One of my main responsibilities at the memorial (former camps are now called memorials) was leading guided tours in English. Visitors sometimes expressed their assumption that due to its history, Dachau must be a cheap place to live. But it’s not. Basic three room apartments (around 800 ft²) cost upwards of 1000Euros per month to rent, including utilities. The high cost of rent surprised me too, at first. It seemed strange that Dachau is locally regarded as a community that offers a high quality, upper middle class lifestyle with everything one needs: doctors, dentists, a women’s clinic and hospital, restaurants, clothing boutiques, beauty salons, super markets, two Irish pubs, two movie theaters, a community college, good schools and a modern public swimming facility.
I lived in Dachau because the Church of Reconciliation at the memorial offered me housing in exchange for my time as a volunteer. They maintain an apartment for young volunteers that come to serve in the memorial site each year, on the other side of town from where the memorial site is. If finances had allowed it, I would have preferred to live in Munich, to have some distance to my work, but as a volunteer I could not afford it. Munich is one of Germany’s most expensive cities and Bavaria one of its wealthiest states.

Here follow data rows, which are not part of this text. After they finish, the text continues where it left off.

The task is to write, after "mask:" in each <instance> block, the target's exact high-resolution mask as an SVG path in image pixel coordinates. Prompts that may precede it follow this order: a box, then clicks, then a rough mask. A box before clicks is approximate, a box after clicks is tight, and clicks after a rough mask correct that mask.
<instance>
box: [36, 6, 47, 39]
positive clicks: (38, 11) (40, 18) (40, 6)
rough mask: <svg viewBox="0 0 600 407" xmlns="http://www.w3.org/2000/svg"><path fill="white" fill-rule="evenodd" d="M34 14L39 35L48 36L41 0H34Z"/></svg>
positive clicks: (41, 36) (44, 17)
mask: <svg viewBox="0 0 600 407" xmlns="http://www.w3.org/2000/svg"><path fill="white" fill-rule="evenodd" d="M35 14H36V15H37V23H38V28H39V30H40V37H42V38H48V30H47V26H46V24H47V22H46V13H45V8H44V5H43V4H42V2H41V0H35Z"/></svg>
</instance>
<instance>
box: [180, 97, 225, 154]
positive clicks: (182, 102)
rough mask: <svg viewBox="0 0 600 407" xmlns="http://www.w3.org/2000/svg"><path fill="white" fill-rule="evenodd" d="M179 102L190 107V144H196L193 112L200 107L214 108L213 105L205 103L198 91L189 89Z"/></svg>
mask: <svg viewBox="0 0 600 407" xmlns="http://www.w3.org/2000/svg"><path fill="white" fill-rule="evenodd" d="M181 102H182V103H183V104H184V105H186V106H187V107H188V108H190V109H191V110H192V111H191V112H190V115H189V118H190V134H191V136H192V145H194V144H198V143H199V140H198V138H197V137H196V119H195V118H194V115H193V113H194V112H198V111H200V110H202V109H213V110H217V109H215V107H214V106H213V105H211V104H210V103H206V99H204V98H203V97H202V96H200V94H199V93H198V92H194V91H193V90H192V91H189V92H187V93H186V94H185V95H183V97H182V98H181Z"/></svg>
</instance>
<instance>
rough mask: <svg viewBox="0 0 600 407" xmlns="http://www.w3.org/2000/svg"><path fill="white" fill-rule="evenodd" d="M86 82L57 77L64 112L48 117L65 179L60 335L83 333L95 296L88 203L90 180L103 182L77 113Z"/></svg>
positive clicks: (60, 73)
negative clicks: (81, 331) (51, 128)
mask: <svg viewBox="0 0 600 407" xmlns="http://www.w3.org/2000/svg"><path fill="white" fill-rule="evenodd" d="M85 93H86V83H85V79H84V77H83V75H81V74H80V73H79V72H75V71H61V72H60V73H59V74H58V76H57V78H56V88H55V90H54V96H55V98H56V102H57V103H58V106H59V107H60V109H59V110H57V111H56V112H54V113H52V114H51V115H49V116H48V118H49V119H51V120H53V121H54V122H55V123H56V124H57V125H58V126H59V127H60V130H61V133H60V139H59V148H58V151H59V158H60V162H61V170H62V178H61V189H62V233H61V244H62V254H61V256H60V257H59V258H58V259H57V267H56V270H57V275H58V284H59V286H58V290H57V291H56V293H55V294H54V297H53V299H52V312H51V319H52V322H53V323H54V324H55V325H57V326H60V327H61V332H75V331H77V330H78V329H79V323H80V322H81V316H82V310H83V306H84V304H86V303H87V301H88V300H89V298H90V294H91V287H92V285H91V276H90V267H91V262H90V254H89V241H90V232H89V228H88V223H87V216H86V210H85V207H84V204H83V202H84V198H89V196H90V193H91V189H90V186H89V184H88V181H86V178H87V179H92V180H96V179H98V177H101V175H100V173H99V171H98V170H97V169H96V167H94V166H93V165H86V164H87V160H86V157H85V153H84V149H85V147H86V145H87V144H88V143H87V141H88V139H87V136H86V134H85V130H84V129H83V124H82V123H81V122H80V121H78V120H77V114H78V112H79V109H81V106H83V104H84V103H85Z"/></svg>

Looking back, daily life in Dachau gave me something valuable – time and space to listen, observe and absorb the Bavarian surroundings that frame the darkness. Local friends told me about mothers who make the conscious choice to deliver their children in Munich hospitals. That way they avoid the name Dachau being listed on their child’s birth certificate and official documentation.
There was another story of a young woman from Dachau who traveled to New York and while shopping, went to pay for some purchases with her Visa card. The cashier refused the card, thinking it was some kind of joke because the name Dachau was next to the name of the German bank.
I took private guitar lessons for several months from a man in his mid-thirties who had been born and raised there. He was a natural musician, but after starting a family, opted for a more secure living and opened up his successful guitar shop in a renovated building tucked just below the castle up in the Altstadt – the old part of town that dates back to the 1200s. He was one of the most laid-back, friendly people I met there. I always looked forward to my weekly lessons.
In the words of Rainer Maria Rilke, daily life in Dachau, the time and space to understand, helped me learn how to live with my questions.